7 誕生日デートの誘い
私が泣き終わるのをじっと待っていてくれたヴァンツァーは、手袋をハメ直すとポケットチーフを渡してきた。
「鼻をかむといい」
「そこは涙を拭くじゃないのね……」
どこまでも実用一辺倒な感じというか、必要な事があまりに正確に分かるところは、デリカシーに欠けると思う。
私はさすがに鼻はかめないので、垂れてきそうな鼻水はペーパーナプキンで横を向いて拭いて、ハンカチで涙を拭った。洗って返すわ、と言って預かったそれは、無地の絹で、刺繍でもして返そうかしらと思った。暫くしてないから、何か簡単なものになるだろうけれど。
「なぁミーシャ。明日は誕生日だろう? まだ夕方から領民の出入り自由なガーデンパーティーをやっているのか?」
「そうね。私は社交界を避けて生きてきたから、今も年に一度のお祝いはそれよ」
ヴァンツァーの問いかけに首を傾げながら答えると、彼は口許を抑えて少し考えた。
「では、パーティーに間に合うように帰るから、明日の10時からデートに行かないか」
私はポカン、としてヴァンツァーを見詰めてしまった。
あのヴァンツァーが……いえ、むしろ、このヴァンツァーが、デートと言った? 聞き間違いじゃなく?
この表情筋が全て死んだようになって帰ってきた彼が、デートのお誘い?
「…………くわ」
「ん?」
「行くわ! 10時ね? どこに行くの?」
「あぁ、うちの街を見て回ろうかと……」
「分かった、動きやすくて目立たない格好ね。

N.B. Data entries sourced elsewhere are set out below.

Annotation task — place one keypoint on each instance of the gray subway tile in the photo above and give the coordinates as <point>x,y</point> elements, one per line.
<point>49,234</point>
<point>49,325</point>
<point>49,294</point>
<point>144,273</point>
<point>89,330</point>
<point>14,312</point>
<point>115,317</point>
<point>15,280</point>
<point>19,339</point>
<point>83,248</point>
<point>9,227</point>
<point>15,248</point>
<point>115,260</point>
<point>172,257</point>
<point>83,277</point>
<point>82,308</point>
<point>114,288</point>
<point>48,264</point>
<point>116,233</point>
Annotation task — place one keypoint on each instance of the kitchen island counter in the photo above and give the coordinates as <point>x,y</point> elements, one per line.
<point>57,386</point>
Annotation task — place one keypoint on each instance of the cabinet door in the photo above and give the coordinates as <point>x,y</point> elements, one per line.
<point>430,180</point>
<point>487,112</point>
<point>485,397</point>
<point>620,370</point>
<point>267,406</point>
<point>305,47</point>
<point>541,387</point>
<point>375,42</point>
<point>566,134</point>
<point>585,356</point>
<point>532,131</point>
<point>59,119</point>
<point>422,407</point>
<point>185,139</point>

領主様だもの、街を見て回るのは良い事だわ」
私が勢いよくまくしたてたものだから、ヴァンツァーが今度は黙ってしまった。
彼はまた、静かに頷く。
「では、10時に迎えにくる。俺も目立たない格好にしよう、屋敷に揃えられていた服はこんなのばかりだったから何か適当に使用人に服を借りるか」
それはちょっと無理がある気がする。とは、言わなかったけれど……。ヴァンツァーは上背も高くて肩も広いし胸も厚い。脚も長いし、果たして使用人の服で着丈が合うだろうか。おへそが出てしまわないかな? そしたら笑ってしまうだろうな。
想像だけでも笑えてしまって、それを堪えて私は咽せてしまった。大丈夫か、と抑揚のない声で尋ねられたから、大丈夫、と胸を押さえて答えた。

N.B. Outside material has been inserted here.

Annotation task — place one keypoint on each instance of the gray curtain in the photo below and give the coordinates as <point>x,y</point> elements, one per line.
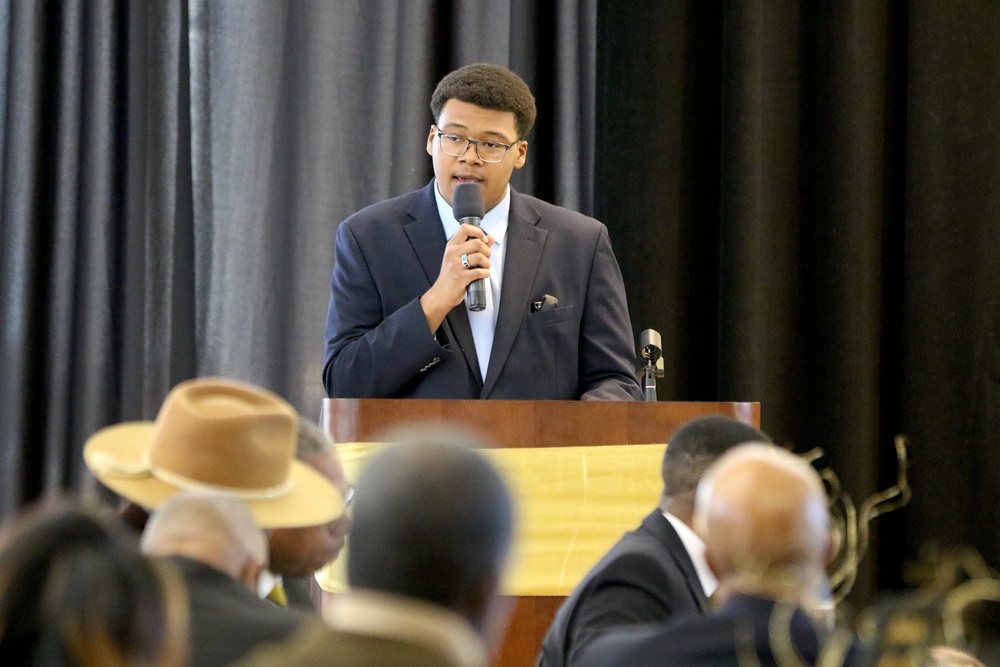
<point>173,173</point>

明日どんな格好できても、笑うのはやめよう。そしてできれば、少しだけかっこいい格好で来て欲しい。
少しずつヴァンツァーとの時間が戻ってきた感じがする。
私はそれが嬉しくて、ずっと待っていた相手が私の願いを全部叶えてくれた事が、とてもとても嬉しくて。
「ありがとう、ヴァンツァー」
心から、そう思って、笑顔で彼に告げた。
無表情なヴァンツァーは少ししてから視線を逸らし、椅子の上でもぞりと座り直す。照れているようだ。
表情はどこに置いてきたのかは分からないけれど、彼の感情はそこにあって、私はそれを感じる事ができる。
その後は、少しだけ冒険者時代の話をしてくれた。どんな魔物を倒したとかの過激な話ではなく、どんな冒険者がいたのかとか、どんな武器屋の店員だったのかとか……ヴァンツァーは一人で出て行ったけど、一人では無かった。
私は、それが嬉しかったし、少しだけ自分が恥ずかしかった。